The Great Plains, as we have seen, is many things. It contains thick layers of rock that formed in oceans, and younger layers of rocks deposited by streams. These rocks have been affected by earth movements and injected by hot molten rock, some of which reached the surface as volcanic rock. The rocks have been carved by streams, dissolved by ground water, partly covered by glaciers, and blown by winds. All of these agents have played important roles in determining the landscape and the landforms of the Great Plains. But the streams were the master agent. They formed the great depositional plain that was to become the Great Plains, and then began to destroy it–leaving only the High Plains to remind us of what it was. Those long miles we travel across the High Plains are a journey through history–geologic history.


Both the illustration and the quote are from The Geologic Story of the Great Plains. Interestingly, these geologic plains do not include the eastern half of Kansas, which are my plains. Where I am from, geologic Missouri?

I don’t think so.

I find this map more helpful. 

I wonder why it ends so abruptly at that sharp hook on the Rio Grande– I have seen maps that continue into Mexico. This map also cut off the Northernmost terminus of the Great Plains in Canada. There be dragons, I guess, or worse, politics. 

I ask “what is the Great Plains?” today because I am shaping a storytelling project within it. The project will involve perhaps ten years of travel throughout the region crowdsourcing folktales, or fakelore (the line between the two is actually pretty blurry).

What is crowdsourcing folklore? It’s hijacking oral history. It’s curating imagination. It’s reverse engineering the Brother’s Grimm. It’s… still in the process of being defined and even named, but the form of the project is very clear. I would like to set up folktale workshops all around the Great Plains. In these workshops I would provide the parameters the stories should follow and plenty of research materials made up of regional historical and scientific texts as well as myth and folklore from the world over. Then, over a period of perhaps two weeks, I would help participants hone and share their stories and then present a night of storytelling to the community.

All the original stories would go online. Over the years, however, I would rewrite the stories for style and tone and even sometimes content (can’t promise I won’t) until a tome emerges full of stories that are not rehashed fairy tales nor co-opted Indigenous mythology but…

But something new. Rooted to the Great Plains as thoroughly and specifically as the Big Bluestem, but in the embrace also of this global moment with its swirl of histories and ever-changing technologies.     

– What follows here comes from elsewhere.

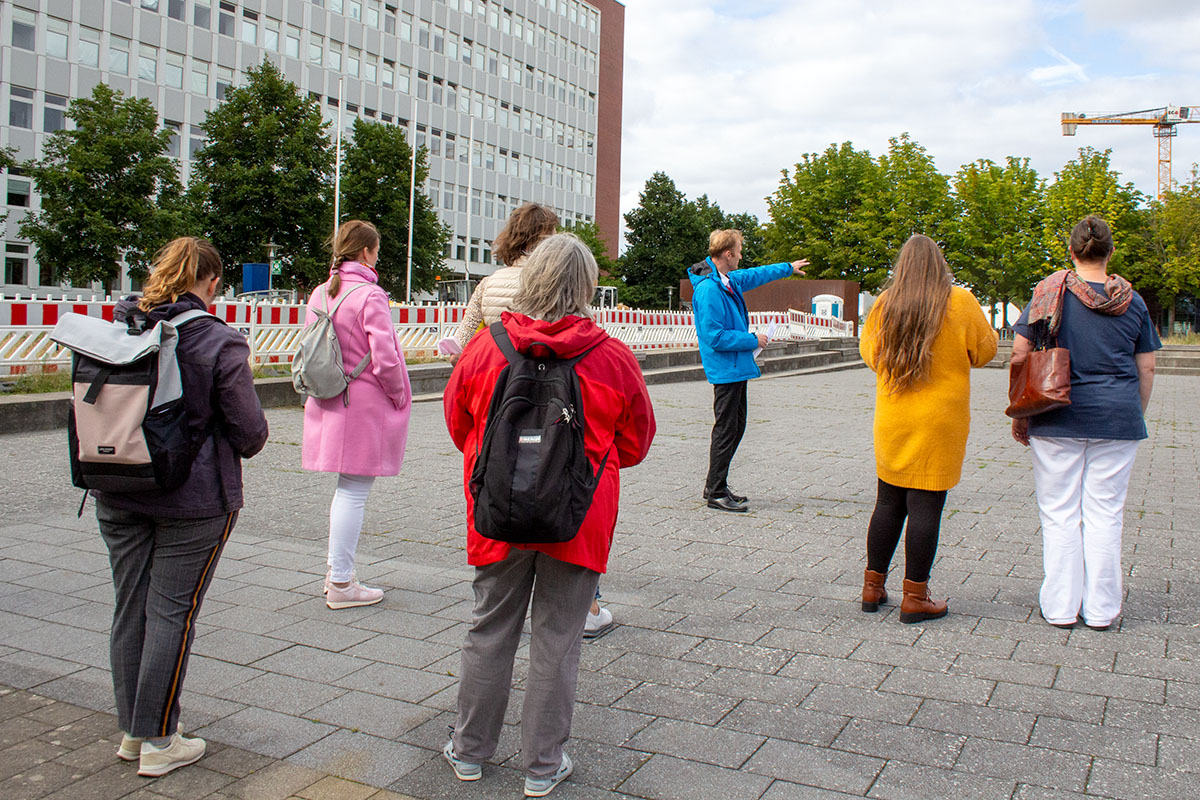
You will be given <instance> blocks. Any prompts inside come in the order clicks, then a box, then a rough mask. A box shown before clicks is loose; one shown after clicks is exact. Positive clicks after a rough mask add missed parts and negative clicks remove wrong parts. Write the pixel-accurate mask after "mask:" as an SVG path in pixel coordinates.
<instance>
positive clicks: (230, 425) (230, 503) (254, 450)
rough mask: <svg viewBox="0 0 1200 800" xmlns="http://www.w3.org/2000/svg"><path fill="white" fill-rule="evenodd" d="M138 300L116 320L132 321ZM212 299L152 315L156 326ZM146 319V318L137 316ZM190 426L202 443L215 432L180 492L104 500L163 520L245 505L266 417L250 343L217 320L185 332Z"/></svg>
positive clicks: (175, 303) (226, 511)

One of the issues I face is how and where to organize these trips, how to capture the breadth and depth of this region while not chasing Coronado-like an El Dorado of completeness that will ever be “in the next village.” 

Should these workshops take place in a few cities? Or roam the prairies like wolves once did and will again? Cities would probably yield the most participants and partner organizations, but are also more likely to create urban stories.

Or are there, and this just occurred me to, natural fonts of storytelling? In Kansas, which I know best, I would set up in Lawrence, Lucas, Garden City… but that’s already six weeks of workshops and I haven’t even left Kansas.